On the positive side, the findings hint at the potential to generate patient- and tissue-specific stem-like cells in vitro via spontaneous conversion of a patient’s own terminally differentiated epithelial cells without the need for any genetic alteration. Such stem-like cells could be important for regenerative therapies, they note. The Whitehead Institute team’s research is published in PNAS in a paper titled “Normal and neoplastic nonstem cells can spontaneously convert to a stem-like state.”
The Whitehead Institute research started when Christine Chaffer, Ph.D., noticed that human mammary epithelial (HME) cell cultures in their normal mammary epithelial growth medium contained a small proportion of cells that grew as floating cells above the majority population of adherent cells. These population, termed HME–floating cells (HME-flopcs), were then collected and cultured separately, yielding fully viable and, this time, adherent cell populations.

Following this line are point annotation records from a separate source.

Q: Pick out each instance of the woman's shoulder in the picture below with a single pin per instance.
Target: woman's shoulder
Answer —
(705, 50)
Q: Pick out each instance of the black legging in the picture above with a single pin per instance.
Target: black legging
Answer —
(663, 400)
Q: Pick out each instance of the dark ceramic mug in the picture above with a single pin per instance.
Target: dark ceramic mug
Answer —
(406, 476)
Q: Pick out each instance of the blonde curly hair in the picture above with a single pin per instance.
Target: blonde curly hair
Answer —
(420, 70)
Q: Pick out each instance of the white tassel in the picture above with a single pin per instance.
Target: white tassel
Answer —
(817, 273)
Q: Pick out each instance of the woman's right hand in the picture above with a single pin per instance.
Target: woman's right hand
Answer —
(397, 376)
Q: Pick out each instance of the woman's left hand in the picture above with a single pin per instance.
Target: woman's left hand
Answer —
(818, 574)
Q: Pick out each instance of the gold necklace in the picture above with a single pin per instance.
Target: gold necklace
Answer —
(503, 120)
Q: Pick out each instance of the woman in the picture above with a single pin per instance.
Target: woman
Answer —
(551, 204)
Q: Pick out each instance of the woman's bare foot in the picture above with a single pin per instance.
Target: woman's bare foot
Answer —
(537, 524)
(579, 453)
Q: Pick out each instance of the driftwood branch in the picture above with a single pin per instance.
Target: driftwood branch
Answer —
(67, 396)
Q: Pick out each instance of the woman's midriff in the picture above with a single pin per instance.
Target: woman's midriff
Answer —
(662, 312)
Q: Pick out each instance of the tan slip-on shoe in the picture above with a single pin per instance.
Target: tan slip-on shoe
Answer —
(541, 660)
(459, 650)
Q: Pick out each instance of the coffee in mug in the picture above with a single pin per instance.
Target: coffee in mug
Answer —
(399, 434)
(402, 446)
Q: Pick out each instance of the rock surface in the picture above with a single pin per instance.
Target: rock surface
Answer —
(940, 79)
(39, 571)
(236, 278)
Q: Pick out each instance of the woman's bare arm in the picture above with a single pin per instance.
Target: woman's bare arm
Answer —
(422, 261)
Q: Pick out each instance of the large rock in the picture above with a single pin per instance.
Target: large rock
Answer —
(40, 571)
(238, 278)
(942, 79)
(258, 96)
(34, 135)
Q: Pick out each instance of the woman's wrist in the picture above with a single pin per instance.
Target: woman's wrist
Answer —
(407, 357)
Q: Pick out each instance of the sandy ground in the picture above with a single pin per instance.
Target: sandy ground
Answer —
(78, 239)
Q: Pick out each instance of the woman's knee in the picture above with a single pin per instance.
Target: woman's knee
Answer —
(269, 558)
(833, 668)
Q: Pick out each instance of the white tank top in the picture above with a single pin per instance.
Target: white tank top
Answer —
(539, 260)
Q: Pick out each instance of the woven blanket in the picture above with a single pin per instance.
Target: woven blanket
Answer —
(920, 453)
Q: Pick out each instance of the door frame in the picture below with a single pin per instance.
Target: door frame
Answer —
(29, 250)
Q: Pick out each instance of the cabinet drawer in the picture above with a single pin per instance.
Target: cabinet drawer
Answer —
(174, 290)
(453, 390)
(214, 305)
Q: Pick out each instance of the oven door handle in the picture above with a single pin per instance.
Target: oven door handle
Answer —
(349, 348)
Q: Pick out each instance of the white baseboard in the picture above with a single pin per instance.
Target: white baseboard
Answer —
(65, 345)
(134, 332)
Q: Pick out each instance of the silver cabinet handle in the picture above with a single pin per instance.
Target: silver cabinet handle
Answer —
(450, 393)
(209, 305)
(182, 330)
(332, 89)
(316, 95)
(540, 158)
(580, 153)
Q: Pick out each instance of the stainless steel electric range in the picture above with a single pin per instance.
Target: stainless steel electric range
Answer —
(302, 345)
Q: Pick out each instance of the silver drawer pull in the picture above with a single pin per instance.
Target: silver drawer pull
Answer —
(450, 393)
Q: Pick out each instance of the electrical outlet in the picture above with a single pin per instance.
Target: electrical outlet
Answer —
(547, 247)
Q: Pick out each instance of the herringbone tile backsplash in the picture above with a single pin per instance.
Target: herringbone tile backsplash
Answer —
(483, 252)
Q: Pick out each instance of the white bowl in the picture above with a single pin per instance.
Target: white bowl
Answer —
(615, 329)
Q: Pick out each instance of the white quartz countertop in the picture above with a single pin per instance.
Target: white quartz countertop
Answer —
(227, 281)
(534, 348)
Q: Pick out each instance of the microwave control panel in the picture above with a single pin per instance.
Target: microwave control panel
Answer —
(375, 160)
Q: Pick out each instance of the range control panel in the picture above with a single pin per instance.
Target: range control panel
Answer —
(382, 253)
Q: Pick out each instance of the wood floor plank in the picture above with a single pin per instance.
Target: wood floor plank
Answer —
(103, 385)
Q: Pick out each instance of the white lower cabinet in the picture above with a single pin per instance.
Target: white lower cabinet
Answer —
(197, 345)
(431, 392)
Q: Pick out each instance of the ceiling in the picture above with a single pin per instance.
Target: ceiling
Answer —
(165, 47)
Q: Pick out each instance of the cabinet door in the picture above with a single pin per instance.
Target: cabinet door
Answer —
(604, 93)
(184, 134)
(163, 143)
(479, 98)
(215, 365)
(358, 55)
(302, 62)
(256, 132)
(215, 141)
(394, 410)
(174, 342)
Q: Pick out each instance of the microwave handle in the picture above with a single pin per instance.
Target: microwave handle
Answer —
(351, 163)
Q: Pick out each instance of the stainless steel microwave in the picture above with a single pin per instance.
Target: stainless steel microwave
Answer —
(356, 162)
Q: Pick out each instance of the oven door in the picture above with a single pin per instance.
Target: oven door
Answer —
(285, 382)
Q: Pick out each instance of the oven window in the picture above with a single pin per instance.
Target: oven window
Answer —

One of the HEM-flopcs cell types in the culture displayed markers similar to mammary progenitor/stem cells. The researchers were subsequently able to verify that this stem cell-like population had arisen from differentiated cells, and showed these cells could spontaneously generate cancer stem-like cells in mice.
The authors admit that further research needs to be undertaken to determine the mechanism underlying the de novo generation of CSCs from non-CSCs in vivo. However, as Dr. Chaffer and her colleagues point out, “our results further emphasize the pathological implications of cellular plasticity in cancer development, progression, and recurrence.
“This plasticity can occur naturally, and it seems that the trigger may be a physiological mechanism for restoring a pool of stem cells. We believe that certain cells are more susceptible to such a trigger and therefore conversion from a differentiated to a stem-like state, and that this process occurs more frequently in cancerous cells.”